Dembski and Marks try to make a big deal out of the fact that all of this information is quantifiable. Of course it's quantifiable. The amount of information encoded into the structure of the universe is quantifiable too. And it's extremely interesting to see just how you can compute how much information is encoded into things. I like that aspect of the paper. But it doesn't imply anything about the origin of the information: in this simple initial quantification, information theory cannot distinguish between environmental information which is inevitably encoded, and information which was added by the deliberate actions of an intelligent agent. Information theory can quantify information - but it can't characterize its source.

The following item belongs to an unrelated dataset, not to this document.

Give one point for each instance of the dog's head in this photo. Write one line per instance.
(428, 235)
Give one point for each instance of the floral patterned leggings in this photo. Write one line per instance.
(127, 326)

If I were a reviewer, would I accept the paper? It's hard to say. I'm not an information theorist; so I could easily be missing some major flaw. The style of the paper is very different from any other information theory paper that I've ever read - it's got a very strong rhetorical bent to it which is very unusual. I also don't know where they submitted it, so I don't know what the reviewing standards are - the reviewing standards of different journals are quite different. If this were submitted to a theoretical computer science journal like the ones I typically read, where the normal ranking system is (reject/accept with changes and second review/weak accept with changes/ strong accept with changes/strong accept), I would probably rank it either "accept with changes and second review" or "weak accept with changes".
So as much as I'd love to trash them, a quick read of the paper seems to show that it's a mediocre paper, with an interesting idea. The writing sucks: it was written to try to make a point that it can't make technically, and it makes that point with all the subtlety of a sledgehammer, despite the fact that the actual technical content of the paper can't support it.